A total of 2,338 stool specimens were provided, processed, and linked to survey data from 2,657 randomly selected children (88% response). The zonal-level prevalence of Ascaris lumbricoides, hookworm, and Trichuris trichiura was 9.9% (95% confidence interval (CI) 7.2–12.7%), 9.7% (5.9–13.4%), and 2.6% (1.6–3.7%), respectively. The prevalence of S. mansoni was 2.9% (95% CI 0.2–5.5%) but infection was highly focal (range by community from 0–52.4%). The prevalence of any of these helminth infections was 24.2% (95% CI 17.6–30.9%) compared to 48.5% as found in a previous study in 1995 using the Kato-Katz technique. The pathogenic intestinal protozoa Giardia intestinalis and Entamoeba histolytica/E. dispar were found in 23.0% (95% CI 20.3–25.6%) and 11.1% (95% CI 8.9–13.2%) of the surveyed children, respectively. We found statistically significant increases in household latrine ownership, use of an improved water source, access to water, and face washing behavior over the past 7 years.

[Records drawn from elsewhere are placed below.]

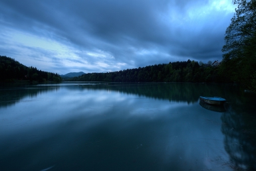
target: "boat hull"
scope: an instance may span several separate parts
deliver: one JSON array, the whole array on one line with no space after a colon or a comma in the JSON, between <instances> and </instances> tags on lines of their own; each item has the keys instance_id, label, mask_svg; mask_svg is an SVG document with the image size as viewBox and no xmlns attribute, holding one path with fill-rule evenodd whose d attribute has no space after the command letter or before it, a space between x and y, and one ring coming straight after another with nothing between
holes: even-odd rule
<instances>
[{"instance_id":1,"label":"boat hull","mask_svg":"<svg viewBox=\"0 0 256 171\"><path fill-rule=\"evenodd\" d=\"M213 105L222 105L226 101L221 97L206 97L200 96L200 101Z\"/></svg>"}]
</instances>

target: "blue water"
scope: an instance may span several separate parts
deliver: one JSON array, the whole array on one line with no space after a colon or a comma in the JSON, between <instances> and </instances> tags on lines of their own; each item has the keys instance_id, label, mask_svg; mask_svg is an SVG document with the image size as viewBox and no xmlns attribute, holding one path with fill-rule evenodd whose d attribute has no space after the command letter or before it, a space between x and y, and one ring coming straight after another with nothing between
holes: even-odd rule
<instances>
[{"instance_id":1,"label":"blue water","mask_svg":"<svg viewBox=\"0 0 256 171\"><path fill-rule=\"evenodd\" d=\"M253 170L253 98L227 85L5 86L0 170Z\"/></svg>"}]
</instances>

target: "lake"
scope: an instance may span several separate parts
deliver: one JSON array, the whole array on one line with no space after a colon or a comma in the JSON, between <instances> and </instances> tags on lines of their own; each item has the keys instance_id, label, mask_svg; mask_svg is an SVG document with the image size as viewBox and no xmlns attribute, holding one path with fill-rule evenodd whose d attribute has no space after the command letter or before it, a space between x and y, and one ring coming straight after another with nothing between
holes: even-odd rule
<instances>
[{"instance_id":1,"label":"lake","mask_svg":"<svg viewBox=\"0 0 256 171\"><path fill-rule=\"evenodd\" d=\"M256 170L255 97L225 84L2 85L0 170Z\"/></svg>"}]
</instances>

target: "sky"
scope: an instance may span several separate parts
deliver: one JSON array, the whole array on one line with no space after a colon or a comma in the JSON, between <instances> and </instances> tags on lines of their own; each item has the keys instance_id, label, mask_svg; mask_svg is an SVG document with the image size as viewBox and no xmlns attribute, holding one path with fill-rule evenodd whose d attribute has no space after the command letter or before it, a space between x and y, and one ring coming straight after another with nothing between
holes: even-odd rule
<instances>
[{"instance_id":1,"label":"sky","mask_svg":"<svg viewBox=\"0 0 256 171\"><path fill-rule=\"evenodd\" d=\"M221 60L232 0L0 0L0 55L65 74Z\"/></svg>"}]
</instances>

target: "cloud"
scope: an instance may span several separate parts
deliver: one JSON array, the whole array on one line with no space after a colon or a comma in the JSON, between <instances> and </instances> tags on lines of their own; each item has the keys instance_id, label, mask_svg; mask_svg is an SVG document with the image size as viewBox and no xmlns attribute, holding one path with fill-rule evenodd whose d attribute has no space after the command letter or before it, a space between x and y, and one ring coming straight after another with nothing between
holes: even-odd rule
<instances>
[{"instance_id":1,"label":"cloud","mask_svg":"<svg viewBox=\"0 0 256 171\"><path fill-rule=\"evenodd\" d=\"M60 74L221 60L233 11L228 1L2 0L0 53L35 65L40 54Z\"/></svg>"}]
</instances>

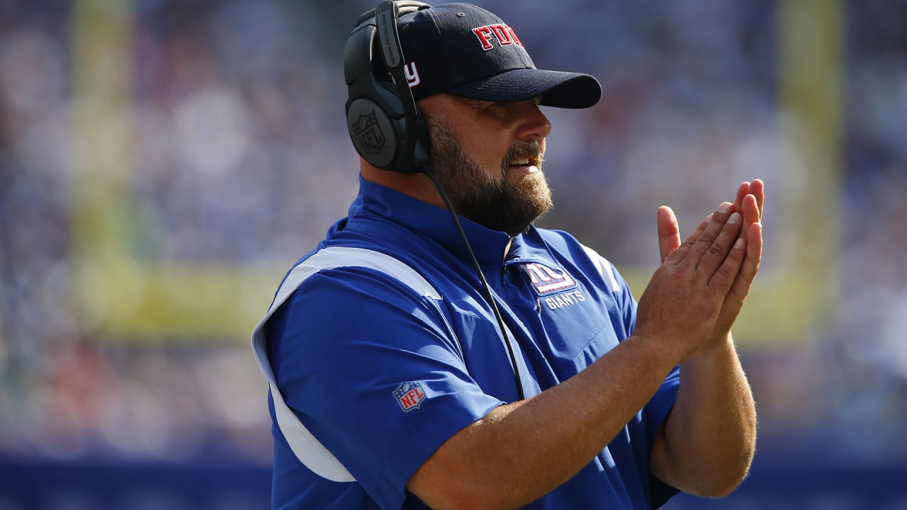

Improvements in hygiene and sanitation promoted both by the SAFE strategy for trachoma and health extension program combined with preventive chemotherapy during enhanced outreach services are plausible explanations for the changing patterns of intestinal parasite prevalence. The extent of intestinal protozoa infections suggests poor water quality or unsanitary water collection and storage practices and warrants targeted intervention.
Part of the SAFE strategy (surgery, antibiotics, facial cleanliness, and environmental improvement) to eliminate blinding trachoma involves improving access to, and use of, water and sanitation. We combined the assessment of parasitic worm and intestinal protozoa infections with surveys of trachoma in an area of Ethiopia where the SAFE strategy, together with enhanced outreach services and the health extension program, had been implemented for more than 5 years. We compared our findings with results from a survey conducted in the mid-1990s. We documented significant increases in household access and use of latrines and clean water: the F and E components of the SAFE strategy as promoted by the health extension program. We found considerably lower levels of parasitic worm infections than those reported previously. Moreover, we documented, for the first time in this zone, pathogenic intestinal protozoa infections, which indicate poor water quality and unhygienic water collection and storage practices in the communities surveyed. A plausible hypothesis for the decline in parasitic worm infections might be the combined impact of ongoing simultaneous health programs: SAFE strategy for trachoma control alongside the health extension program and regular deworming of preschool-aged children.